Oct. 16: Paul Butler - Prison Abolition, and a Mule

Paul Butler's head shot

Date: October 16, 2019

Title: Prison Abolition, and a Mule

Time: 4:10 PM

LocationBancroft Hotel, Great Hall — 2680 Bancroft Way UC Berkeley Campus

Part of: Berkeley Graduate Lectures — Jefferson Memorial Lectures

About the Lecture

Incarceration is a relatively recent development in the history of punishment, with the first modern prison constructed in Philadelphia in the early 1800s. The American penitentiary was intended as a reform, making the institution of punishment more humane and rehabilitative. Because the United States now locks up more people than almost any country in the history of the world, this nation is perhaps the best laboratory to assess the success of the experiment. By virtually any measure, prisons have not worked. They are sites of cruelty, dehumanization, and violence, as well as subordination by race, class, and gender. Prisons traumatize virtually all who come into contact with them. Abolition of prison could be the ultimate reform. The lecture will suggest what would replace prisons, how people who cause harm could be dealt with in the absence of incarceration, and why abolition would make everyone safer and our society more just.

About Paul Butler

Paul Butler is the Albert Brick Professor in Law at Georgetown University Law Center and a legal analyst on MSNBC. He frequently consults on issues of race and criminal justice. His work has been profiled on 60 Minutes, Nightline, and The ABC, CBS and NBC Evening News. Butler lectures regularly for the American Bar Association and the NAACP, and at colleges, law schools, and community organizations throughout the United States.

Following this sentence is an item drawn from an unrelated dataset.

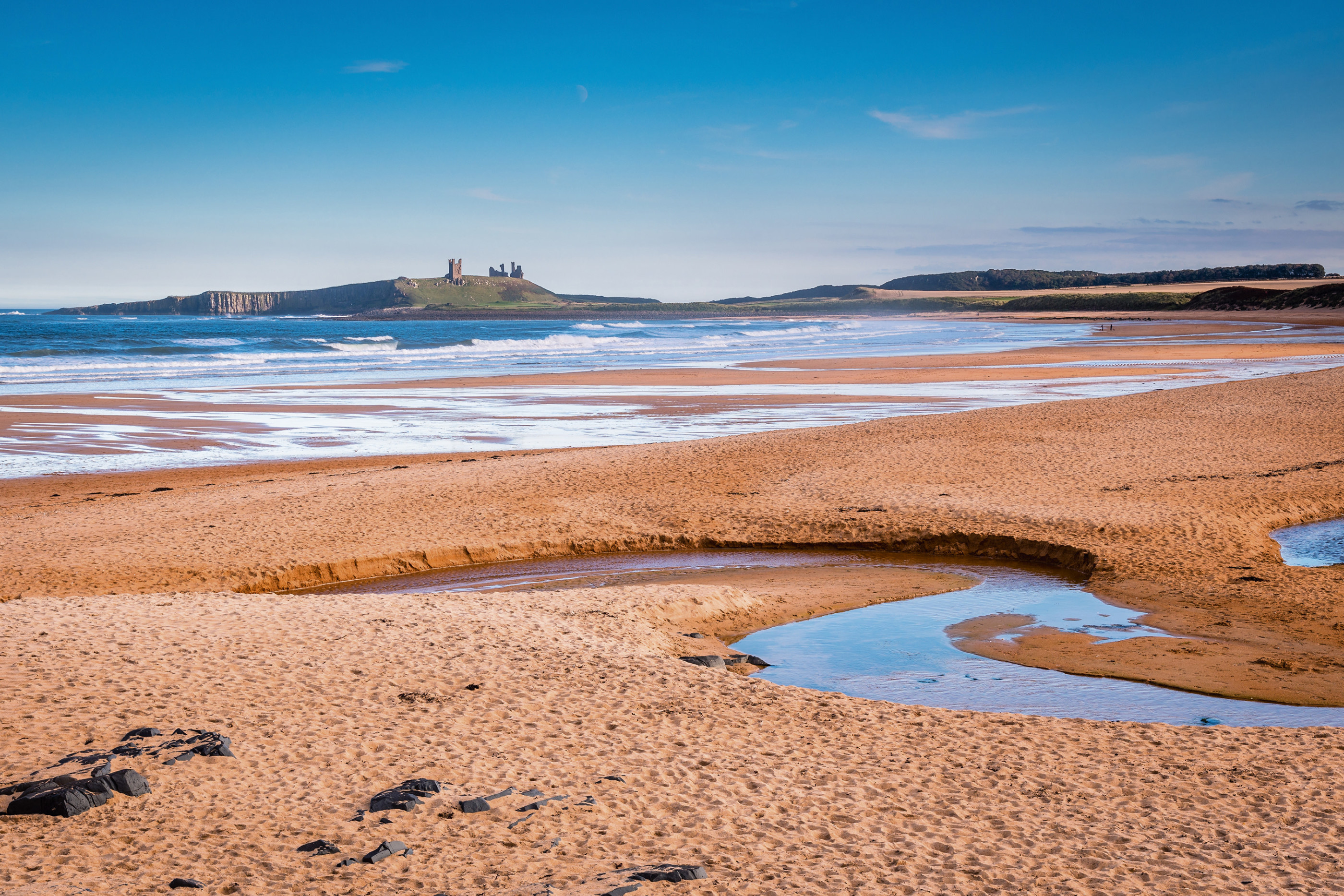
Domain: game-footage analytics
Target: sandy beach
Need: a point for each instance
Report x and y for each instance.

Professor Butler is a graduate of Yale University and Harvard Law School. He holds an honorary Doctor of Law Degree from City University of New York.  Butler served as a federal prosecutor with the U.S. Department of Justice, where his specialty was public corruption.  His prosecutions included a United States Senator, three FBI agents, and several  law enforcement officials. He currently serves on the District of Columbia Code Revision Commission as an appointee of the D.C. City Council. He was elected to the American Law Institute in 2003.

Butler’s most recent book Chokehold: Policing Black Men, published in July 2017, was named one of the 50 best non-fiction books of 2017 by The Washington PostThe New York Timesdescribed Chokehold as the best book on criminal justice reform since The New Jim Crow.  It was a finalist for the 2018 NAACP Image Award for best non-fiction.